Arkham Asylum managed this balance far more elegantly. The plot, which featured the Joker trying to exploit a wonder drug that turned people into muscle-bound monsters, was more functional than inspired. But the story didn’t need to be inspired; it just needed to provide clear objectives and structure. To that end, it works brilliantly, maintaining focus on the central story (twists and all), while still providing plenty of background content to keep the game from becoming too guided. For all its geographical limitations, the asylum feels like a real place, with defined sections and a moody, gothic-hospital vibe throughout. Arkham City has its moments, but the size never results in a greater feeling of freedom or discovery. It’s just more darkened windows and locked doors to glide past on your way to the closest thing on your checklist.
Arkham City’s stuffed-crust approach to objectives and narratives routinely tweaks what was effective in the original in ways that aren’t necessarily improvements. One small example: In City, the Riddler kidnaps a group of paramedics and demands that you solve enough of his puzzles to earn the right to free the hostages one by one. In Asylum, the Riddler offers the same basic challenge—environmental puzzles and hidden question-mark trophies—without the pressure of victims to make the quest feel like a burden. Asylum’s approach results in a sub-plot that adds flavor without serving as a distraction from the main story. It’s a small change (and you can finish either game without completing the Riddler quests) but it’s a difference in philosophy. City’s Riddler quest and other extracurricular activities drag down momentum. What was texture becomes a distraction, making it difficult to enjoy any single section without having the nagging feeling that there’s something else you should be doing.

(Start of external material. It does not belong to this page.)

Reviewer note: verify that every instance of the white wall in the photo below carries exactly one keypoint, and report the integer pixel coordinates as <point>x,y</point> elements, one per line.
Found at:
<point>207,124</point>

At a certain point, this sort of judgement comes down to a matter of taste: Do you want a more refined experience like Asylum, which balanced depth and direction and allowed for subtly guided exploration, or the pell-mell flurry of cool stuff that is City? Both are fine games, but the latter’s design suggests a path that is ultimately self-defeating, sacrificing coherence and emotional investment for the sake of distraction. As a protagonist, Batman offers developers an ideal mixture of history, vulnerability, mystery, and empowerment, but that mixture requires careful balance. Throw in too much, and one lone bat signal is doomed to be lost in a sky full of white noise.